AOT’s silent failure mode is attention dilution. A prompt with 50 marginally-relevant chunks scores worse than the same prompt with 8 carefully-chosen ones, even though the second prompt is missing 42 candidates the first one had. Recall doesn’t translate to answer quality past a point; precision in what you load is the underrated lever.

JIT’s silent failure mode is tool-loop drift. Models can over-search, re-query in circles, or fetch chunks they don’t end up using. Both behaviors cost tokens and inflate latency. Mitigations: tight step caps, an explicit “no-progress” detector (two identical tool calls in a row = abort), and judging the model’s tool-use efficiency as a first-class eval metric alongside answer quality.

The KV/prompt cache rewards AOT structure.
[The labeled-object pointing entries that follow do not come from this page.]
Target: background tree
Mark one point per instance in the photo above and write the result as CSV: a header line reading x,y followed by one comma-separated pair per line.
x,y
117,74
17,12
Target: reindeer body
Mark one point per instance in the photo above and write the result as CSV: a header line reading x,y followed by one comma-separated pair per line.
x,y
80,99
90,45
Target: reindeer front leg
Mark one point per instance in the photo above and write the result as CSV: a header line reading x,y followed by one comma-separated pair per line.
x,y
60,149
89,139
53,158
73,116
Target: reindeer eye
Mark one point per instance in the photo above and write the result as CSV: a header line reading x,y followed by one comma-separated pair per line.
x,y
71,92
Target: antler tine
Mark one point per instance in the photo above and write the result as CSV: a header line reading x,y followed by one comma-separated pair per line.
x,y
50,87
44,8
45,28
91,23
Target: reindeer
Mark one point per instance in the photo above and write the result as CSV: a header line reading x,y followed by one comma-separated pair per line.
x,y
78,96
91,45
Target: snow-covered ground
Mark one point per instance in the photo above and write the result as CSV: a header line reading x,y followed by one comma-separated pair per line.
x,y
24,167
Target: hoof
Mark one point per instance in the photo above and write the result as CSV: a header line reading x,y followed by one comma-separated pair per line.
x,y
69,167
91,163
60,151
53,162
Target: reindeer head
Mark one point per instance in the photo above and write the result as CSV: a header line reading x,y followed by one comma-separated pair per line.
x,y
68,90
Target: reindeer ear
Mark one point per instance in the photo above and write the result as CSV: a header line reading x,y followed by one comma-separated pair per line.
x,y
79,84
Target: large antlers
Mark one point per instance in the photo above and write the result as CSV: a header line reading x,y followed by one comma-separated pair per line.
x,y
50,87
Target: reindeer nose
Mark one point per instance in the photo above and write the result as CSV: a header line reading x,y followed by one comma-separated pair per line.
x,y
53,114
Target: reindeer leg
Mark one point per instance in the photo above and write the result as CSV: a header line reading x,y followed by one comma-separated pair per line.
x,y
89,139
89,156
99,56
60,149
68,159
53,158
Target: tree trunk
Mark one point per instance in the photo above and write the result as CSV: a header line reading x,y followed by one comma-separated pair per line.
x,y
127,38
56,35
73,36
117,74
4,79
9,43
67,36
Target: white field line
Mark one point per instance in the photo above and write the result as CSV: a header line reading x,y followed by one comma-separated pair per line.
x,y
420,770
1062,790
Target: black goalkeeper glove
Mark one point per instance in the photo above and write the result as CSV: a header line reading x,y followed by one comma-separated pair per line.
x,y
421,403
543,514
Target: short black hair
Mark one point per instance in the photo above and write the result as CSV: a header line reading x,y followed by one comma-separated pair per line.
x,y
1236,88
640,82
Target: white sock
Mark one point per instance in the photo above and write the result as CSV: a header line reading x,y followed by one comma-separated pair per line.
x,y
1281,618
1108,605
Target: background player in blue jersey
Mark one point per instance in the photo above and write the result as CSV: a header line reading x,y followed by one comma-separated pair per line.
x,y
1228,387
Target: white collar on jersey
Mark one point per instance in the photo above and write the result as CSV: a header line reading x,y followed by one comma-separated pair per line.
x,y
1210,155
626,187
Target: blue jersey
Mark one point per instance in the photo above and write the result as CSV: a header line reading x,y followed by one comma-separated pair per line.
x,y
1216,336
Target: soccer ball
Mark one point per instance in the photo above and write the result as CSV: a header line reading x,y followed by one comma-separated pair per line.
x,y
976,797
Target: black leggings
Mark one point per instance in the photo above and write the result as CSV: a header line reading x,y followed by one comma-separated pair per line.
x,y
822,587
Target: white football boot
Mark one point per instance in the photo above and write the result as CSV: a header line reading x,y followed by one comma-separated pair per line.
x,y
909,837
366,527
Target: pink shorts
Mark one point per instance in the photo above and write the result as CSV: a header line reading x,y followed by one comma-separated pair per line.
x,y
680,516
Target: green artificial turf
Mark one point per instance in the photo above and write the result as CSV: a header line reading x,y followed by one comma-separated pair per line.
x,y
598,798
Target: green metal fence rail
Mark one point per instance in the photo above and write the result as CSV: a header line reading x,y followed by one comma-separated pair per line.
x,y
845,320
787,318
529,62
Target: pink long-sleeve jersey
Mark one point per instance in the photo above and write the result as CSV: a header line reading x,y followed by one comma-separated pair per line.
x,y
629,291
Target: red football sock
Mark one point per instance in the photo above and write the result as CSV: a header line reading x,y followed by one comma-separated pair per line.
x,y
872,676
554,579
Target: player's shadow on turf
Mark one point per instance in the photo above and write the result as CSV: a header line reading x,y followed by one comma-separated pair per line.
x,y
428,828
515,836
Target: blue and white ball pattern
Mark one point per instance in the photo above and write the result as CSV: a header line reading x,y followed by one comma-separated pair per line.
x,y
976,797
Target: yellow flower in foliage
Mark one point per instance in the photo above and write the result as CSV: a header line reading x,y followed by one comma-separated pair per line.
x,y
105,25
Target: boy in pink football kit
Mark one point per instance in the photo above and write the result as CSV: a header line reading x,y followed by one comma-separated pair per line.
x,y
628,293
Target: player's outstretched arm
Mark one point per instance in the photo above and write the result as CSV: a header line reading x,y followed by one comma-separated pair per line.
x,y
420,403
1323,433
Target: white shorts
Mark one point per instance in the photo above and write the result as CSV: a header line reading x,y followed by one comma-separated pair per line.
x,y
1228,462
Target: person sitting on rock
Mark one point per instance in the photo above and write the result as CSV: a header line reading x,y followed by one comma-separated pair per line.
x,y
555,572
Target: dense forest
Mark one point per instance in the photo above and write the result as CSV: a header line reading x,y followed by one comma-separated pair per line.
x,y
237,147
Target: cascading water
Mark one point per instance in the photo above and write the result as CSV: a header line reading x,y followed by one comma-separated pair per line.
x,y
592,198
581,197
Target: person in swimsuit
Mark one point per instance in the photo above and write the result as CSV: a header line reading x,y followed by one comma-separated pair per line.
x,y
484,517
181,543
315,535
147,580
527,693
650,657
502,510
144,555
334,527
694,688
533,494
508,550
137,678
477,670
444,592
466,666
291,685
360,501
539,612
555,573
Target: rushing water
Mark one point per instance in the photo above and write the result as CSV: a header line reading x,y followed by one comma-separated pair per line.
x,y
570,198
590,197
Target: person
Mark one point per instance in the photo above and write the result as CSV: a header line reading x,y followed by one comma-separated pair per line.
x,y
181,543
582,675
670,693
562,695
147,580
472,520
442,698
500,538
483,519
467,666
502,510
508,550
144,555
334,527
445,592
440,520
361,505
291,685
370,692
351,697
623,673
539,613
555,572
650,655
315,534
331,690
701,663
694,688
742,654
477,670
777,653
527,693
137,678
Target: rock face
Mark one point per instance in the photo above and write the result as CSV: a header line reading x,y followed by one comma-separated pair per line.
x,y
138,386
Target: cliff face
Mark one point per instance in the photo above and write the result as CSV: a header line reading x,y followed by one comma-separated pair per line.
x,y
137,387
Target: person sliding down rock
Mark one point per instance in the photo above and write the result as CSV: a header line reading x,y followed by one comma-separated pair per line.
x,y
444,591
If the first half of your context is identical across 95% of your traffic, prompt caching on Claude/OpenAI/Gemini will drop your bill on that prefix to a tiny fraction of the uncached rate. JIT tool results arrive at unpredictable positions and don’t cache. Structure your prompt with the stable parts first (system, role, schemas) and the volatile parts (retrieved chunks, user message) at the end; this single rearrangement can move cache hit rate by 20+ points.

Structured payloads beat prose for facts the model needs to use deterministically. “The plan is enterprise” inside a JSON <facts> block is more reliably retrieved than the same sentence buried in a paragraph. The reason is positional: structured fields are at fixed offsets and the model’s attention learns to fetch by key, while prose facts get the same lost-in-the-middle treatment as everything else.

Conversation history is the most-ignored context. Multi-turn agents accumulate tool calls, observations, and assistant messages that quickly dominate the window. The naive “include every prior turn” policy is what produces the conversation-grows-until-the-API-rejects-it failure mode. Truncation, summarization, and compaction are the JIT analogues for message history; we’ll spend several articles on them in the Memory subtree.

Eval before, eval after. Every change to the assembly logic — adding a new structured field, reordering chunks, increasing the JIT step cap — should run against the RAG evaluation harness. Context engineering changes are easy to ship and hard to feel in dev; the eval set is the only honest signal.